Hochman: "Lo virtual ayuda, pero no es más que un parche"

Espectáculos

Su espectáculo "Leonardo, trabajo práctico N° 1", se podrá ver en la plataforma del Teatro Cervantes.

“No me satisface la virtualidad, no reniego del mundo de lo digital creativamente pero lo virtual me suena a parche, reemplazo, conformismo, placebo, a lo que podemos hacer porque no estamos haciendo lo que nos gusta hacer”, dice a este diario Gerardo Hochman, creador de la compañía de acrobacias y circense La Arena, cuyo espectáculo “Leonardo, trabajo práctico N° 1”, subirá hoy a las 20 a la plataforma del Cervantes online. La obra se presentó en la sala María Guerrero durante las temporadas 2014 y 2016.

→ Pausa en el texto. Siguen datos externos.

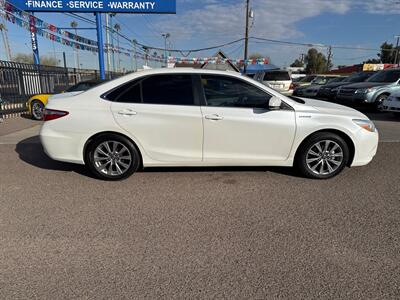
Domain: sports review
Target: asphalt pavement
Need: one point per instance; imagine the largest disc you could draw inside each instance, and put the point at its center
(234, 233)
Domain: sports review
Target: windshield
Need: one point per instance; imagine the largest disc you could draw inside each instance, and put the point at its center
(385, 76)
(339, 79)
(319, 80)
(82, 86)
(308, 78)
(276, 76)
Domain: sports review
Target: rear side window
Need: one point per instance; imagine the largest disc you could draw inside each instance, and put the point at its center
(168, 89)
(127, 93)
(157, 89)
(276, 76)
(231, 92)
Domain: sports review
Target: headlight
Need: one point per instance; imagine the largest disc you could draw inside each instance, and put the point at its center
(366, 124)
(365, 91)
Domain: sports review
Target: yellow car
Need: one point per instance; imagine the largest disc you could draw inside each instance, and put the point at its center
(37, 103)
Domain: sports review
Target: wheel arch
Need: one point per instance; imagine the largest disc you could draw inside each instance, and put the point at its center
(93, 137)
(340, 133)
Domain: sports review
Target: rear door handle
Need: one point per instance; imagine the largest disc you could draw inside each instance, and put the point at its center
(127, 112)
(214, 117)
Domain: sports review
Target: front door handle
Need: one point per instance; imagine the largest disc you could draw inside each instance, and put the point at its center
(127, 112)
(214, 117)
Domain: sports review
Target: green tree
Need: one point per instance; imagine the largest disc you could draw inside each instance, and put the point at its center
(297, 64)
(316, 62)
(28, 59)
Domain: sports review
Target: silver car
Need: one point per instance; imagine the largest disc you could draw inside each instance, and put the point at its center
(374, 91)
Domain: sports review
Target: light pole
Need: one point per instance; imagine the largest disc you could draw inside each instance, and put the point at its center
(75, 25)
(117, 28)
(112, 39)
(108, 43)
(397, 49)
(135, 55)
(165, 36)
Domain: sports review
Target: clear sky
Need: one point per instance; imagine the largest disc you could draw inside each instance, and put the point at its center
(203, 23)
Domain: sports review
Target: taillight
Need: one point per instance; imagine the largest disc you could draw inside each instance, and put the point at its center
(52, 114)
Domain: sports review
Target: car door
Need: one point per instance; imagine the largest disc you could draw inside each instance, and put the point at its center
(161, 113)
(238, 126)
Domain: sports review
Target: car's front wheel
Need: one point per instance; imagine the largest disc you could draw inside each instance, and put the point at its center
(112, 157)
(322, 156)
(37, 108)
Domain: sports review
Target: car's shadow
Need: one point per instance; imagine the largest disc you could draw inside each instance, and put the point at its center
(31, 151)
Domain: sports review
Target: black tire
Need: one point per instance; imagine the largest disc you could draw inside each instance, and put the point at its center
(37, 108)
(309, 143)
(379, 102)
(94, 166)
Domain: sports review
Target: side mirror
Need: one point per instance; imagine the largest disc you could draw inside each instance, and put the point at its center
(275, 103)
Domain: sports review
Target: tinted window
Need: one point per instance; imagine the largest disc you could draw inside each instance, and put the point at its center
(168, 89)
(83, 86)
(308, 78)
(385, 76)
(276, 76)
(231, 92)
(128, 93)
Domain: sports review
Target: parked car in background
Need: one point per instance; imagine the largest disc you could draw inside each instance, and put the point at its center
(280, 80)
(312, 90)
(196, 117)
(392, 104)
(373, 91)
(330, 90)
(37, 103)
(304, 81)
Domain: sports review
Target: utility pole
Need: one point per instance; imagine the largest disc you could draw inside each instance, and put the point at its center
(135, 54)
(108, 42)
(246, 35)
(397, 49)
(329, 61)
(75, 25)
(3, 30)
(166, 36)
(112, 39)
(117, 28)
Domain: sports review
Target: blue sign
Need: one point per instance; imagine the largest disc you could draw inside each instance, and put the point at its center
(117, 6)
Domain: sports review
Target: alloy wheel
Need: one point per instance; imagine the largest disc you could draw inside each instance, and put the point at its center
(37, 110)
(324, 157)
(112, 158)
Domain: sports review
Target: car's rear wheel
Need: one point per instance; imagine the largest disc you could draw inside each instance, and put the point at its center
(379, 103)
(112, 157)
(322, 156)
(37, 108)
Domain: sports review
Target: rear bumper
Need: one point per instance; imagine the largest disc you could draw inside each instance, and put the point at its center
(66, 147)
(366, 146)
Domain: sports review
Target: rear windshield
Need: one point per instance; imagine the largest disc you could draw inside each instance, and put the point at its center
(385, 76)
(276, 76)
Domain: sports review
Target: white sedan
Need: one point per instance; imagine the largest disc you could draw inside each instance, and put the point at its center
(392, 104)
(187, 117)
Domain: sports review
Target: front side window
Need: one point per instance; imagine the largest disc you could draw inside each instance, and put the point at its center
(168, 89)
(231, 92)
(158, 89)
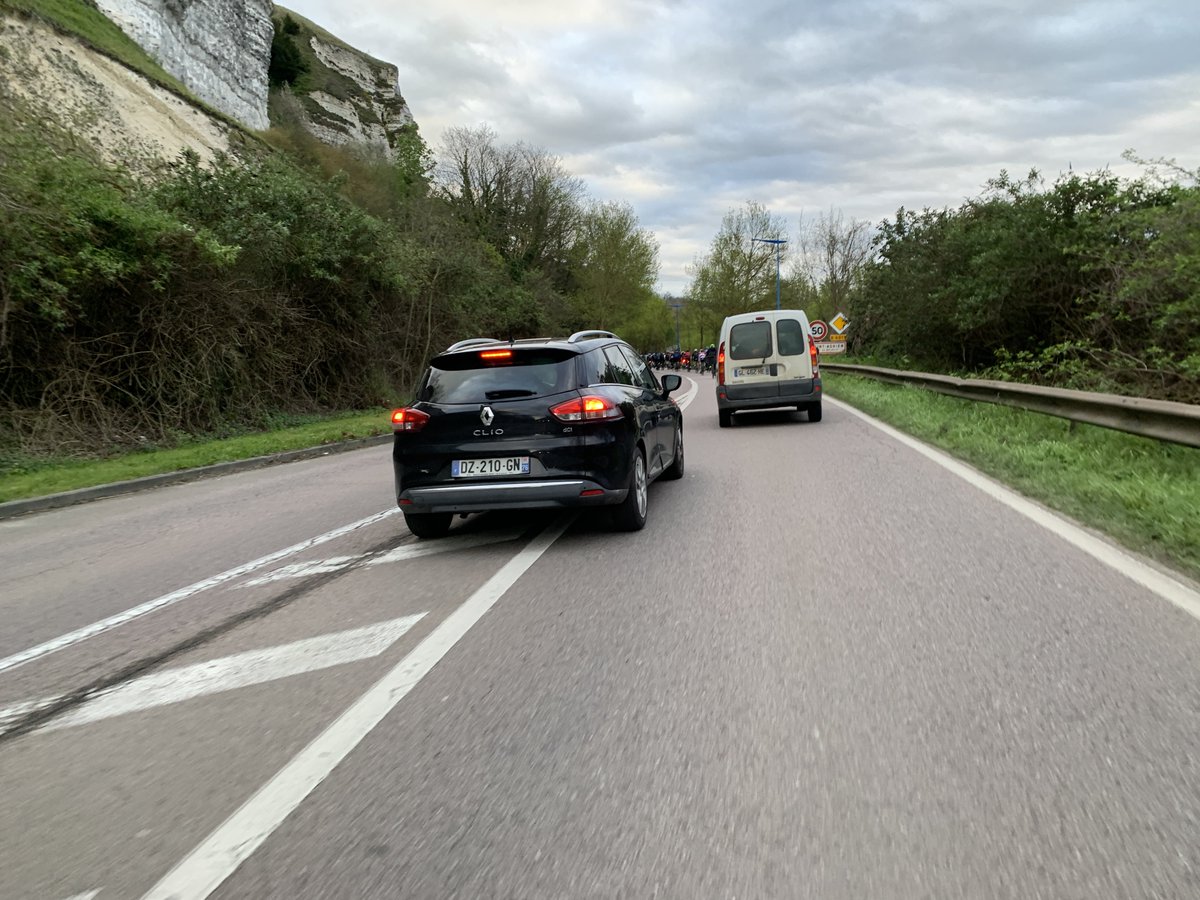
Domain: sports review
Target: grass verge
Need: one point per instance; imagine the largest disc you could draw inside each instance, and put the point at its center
(1144, 493)
(45, 477)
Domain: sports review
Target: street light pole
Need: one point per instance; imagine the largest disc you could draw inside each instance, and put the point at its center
(777, 241)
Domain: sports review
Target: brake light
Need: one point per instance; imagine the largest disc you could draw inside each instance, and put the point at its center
(408, 419)
(588, 408)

Antes de la cuarentena Hochman, creador de espectáculos como “Travelling”, “Sanos y salvos”y “Fulanos”, entre otros, seguía al frente de su escuela de acrobacia, se preparaba para volver al Konex con “Les ivans y la máquina de la creatividad” y proyectaba una gira por el país con una compañía de Paraná. Dialogamos con él.

Periodista: ¿Qué temas aborda “Leonardo trabajo práctico N° 1”?

Gerardo Hochman: Se basa en tres aspectos fundamentales de toda la producción de Leonardo Da Vinci: primero, el estudio y el análisis del cuerpo humano y su funcionamiento, algo afín a nuestra actividad corporal acrobática; segundo, los artefactos, inventos, elementos y diseños que él imaginó, sobre todo los que siguieron evolucionando hasta nuestros días, como la bicicleta o la máquina de volar; y tercero, uno más desconocido, sus notas sobre cocina. Leonardo además de toda su actividad pictórica, artística y científica organizaba los banquetes en la corte y tiene muchos escritos sobre nociones de cómo comportarse en la mesa o recetas de cocina divertidas. Nosotros tomamos una, que nos dio pie a una escena de humor, que son las indicaciones y el protocolo para comportarse correctamente si te invita a comer el rey.

P.: ¿Cómo ve al streaming como refugio para ver y hacer teatro?

G.H.: Si el streaming es en vivo tiene algo del fervor, la tensión, el riesgo de lo que sucede y permite el uso de más de una cámara, creo que algo de esa experiencia que es el teatro podría no ser tan lejana. Pero el teatro filmado en cambio no. Lo que hacemos en los espectáculos es un acontecimiento, un encuentro con la gente, es una ceremonia compartida, es lo efímero que sucede cada tarde y noche donde está el riesgo de la posibilidad del error, propio de lo acrobático y circense. Ese acontecimiento se pierde, también se pierde la multisensorialidad del teatro, los olores, la percepción de los esfuerzos, la transpiración, las miradas, se pierde sobre todo la mirada al público, a los ojos de los espectadores.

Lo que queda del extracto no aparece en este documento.